Diaz Jose J, Cullinane Daniel C, Altman Daniel T, Bokhari Faran, Cheng Joseph S, Como John, Gunter Oliver, Holevar Michele, Jerome Rebecca, Kurek Stanley J, Lorenzo Manuel, Mejia Vicente, Miglietta Maurizio, O'Neill Patrick J, Rhee Peter, Sing Ronald, Streib Erik, Vaslef Steven
Division of Trauma and Surgical Critical Care, Vanderbilt University Medical Center, Nashville, Tennessee, 37212, USA.
J Trauma. 2007 Sep;63(3):709-18. doi: 10.1097/TA.0b013e318142d2db.
Fractures to the thoracolumbar spine (TLS) commonly occur because of major trauma mechanisms. In one series, 4.4% of all patients arriving at a Level I trauma center were diagnosed as having TLS fracture. Approximately 19% to 50% of these fractures in the TLS region will be associated with neurologic damage to the spinal cord. To date there are no randomized studies and only a few prospective studies specifically addressing the subject. The Eastern Association for the Surgery of Trauma organization Practice Management Guidelines committee set out to develop an EBM guideline for the diagnosis of TLS fractures.
A computerized search of the National Library of Medicine and the National Institutes of Health MEDLINE database was undertaken using the PubMed Entrez (www.pubmed.gov) interface. The primary search strategy was developed to retrieve English language articles focusing on diagnostic examination of potential TLS injury published between 1995 and March 2005. Articles were screened based on the following questions. (1) Does a patient who is awake, nonintoxicated, without distracting injuries require radiographic workup or a clinical examination only? (2) Does a patient with a distracting injury, altered mental status, or pain require radiographic examination? (3) Does the obtunded patient require radiographic examination?
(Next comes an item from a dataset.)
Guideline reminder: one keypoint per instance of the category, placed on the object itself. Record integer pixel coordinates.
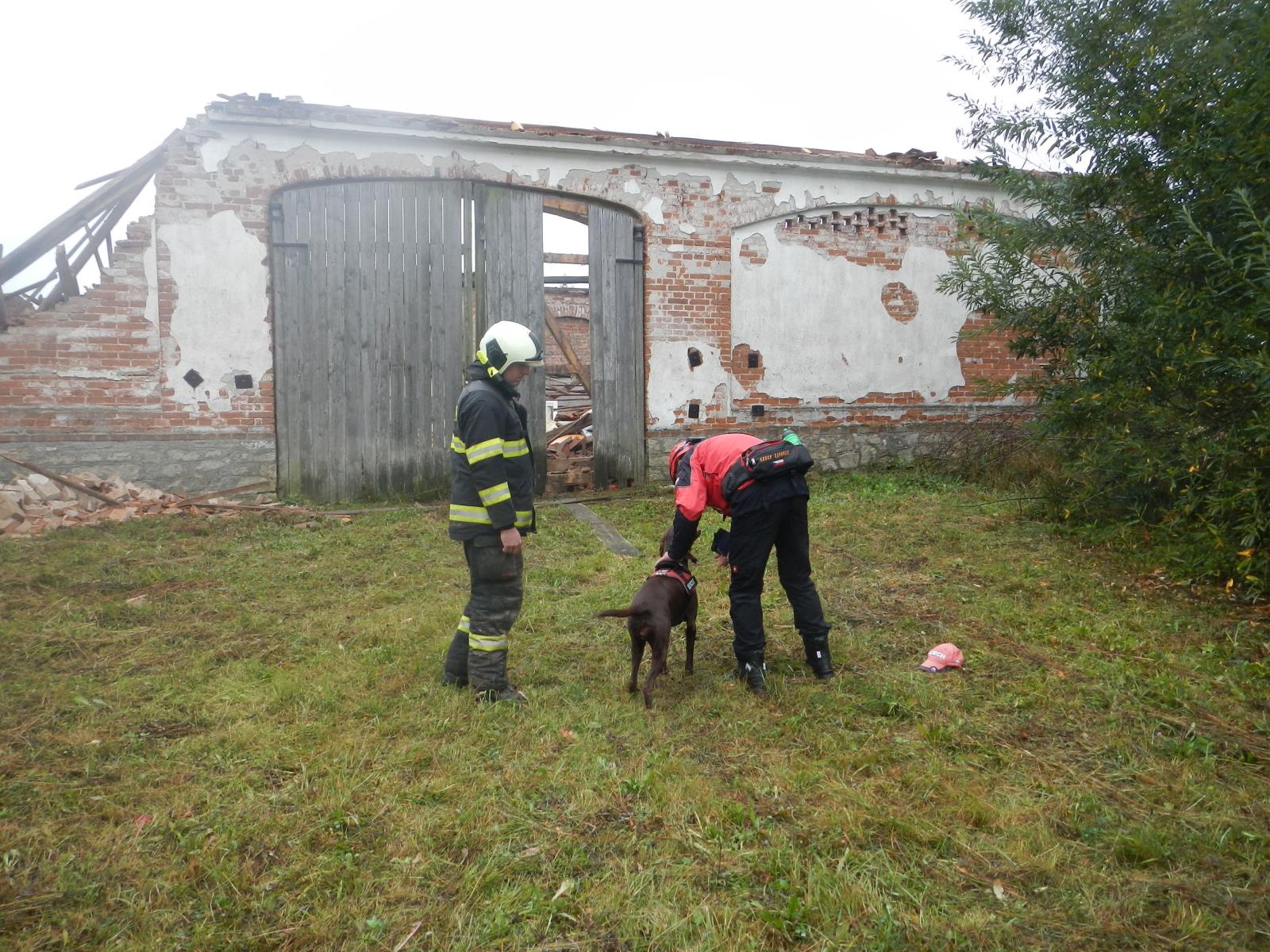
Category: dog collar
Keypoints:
(683, 575)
Sixty-nine articles were identified after the initial screening process, all of which dealt with blunt injury to the TLS, along with clinical, radiographic, fluoroscopic, and magnetic resonance imaging evaluation. From this group, 32 articles were selected. The reviewers identified 27 articles that dealt with the initial evaluation of TLS injury after trauma.
Computed tomography (CT) scan imaging of the bony spine has advanced with helical and currently multidetector images to allow reformatted axial collimation of images into two-dimensional and three-dimensional images. As a result, bony injuries to the TLS are commonly being identified. Most blunt trauma patients require CT to screen for other injuries. This has allowed the single admitting series of CT scans to also include screening for bony spine injuries. However, all of the publications fail to clearly define the criteria used to decide who gets radiographs or CT scans. No study has carefully conducted long-term follow-up on all of their trauma patients to identify all cases of TLS injury missed in the acute setting.
胸腰椎(TLS)骨折通常由重大创伤机制引起。在一组病例中,到达一级创伤中心的所有患者中有4.4%被诊断为胸腰椎骨折。TLS区域的这些骨折中约19%至50%会伴有脊髓神经损伤。迄今为止,尚无随机研究,仅有少数前瞻性研究专门针对该主题。东部创伤外科学会组织实践管理指南委员会着手制定胸腰椎骨折诊断的循证医学指南。
初步筛选过程后确定了69篇文章,所有文章均涉及胸腰椎钝性损伤以及临床、影像学、荧光镜和磁共振成像评估。从这组文章中,选取了32篇。评审人员确定了27篇涉及创伤后胸腰椎损伤初始评估的文章。
骨脊柱的计算机断层扫描(CT)成像随着螺旋扫描以及目前的多探测器成像技术而发展,能够将图像重新格式化轴向准直为二维和三维图像。因此,胸腰椎的骨损伤通常能够被识别。大多数钝性创伤患者需要CT来筛查其他损伤。这使得单次入院系列CT扫描也包括了对骨脊柱损伤的筛查。然而,所有出版物均未明确界定用于决定谁接受X线片或CT扫描的标准。没有研究对其所有创伤患者进行仔细的长期随访,以识别急性情况下漏诊的所有胸腰椎损伤病例。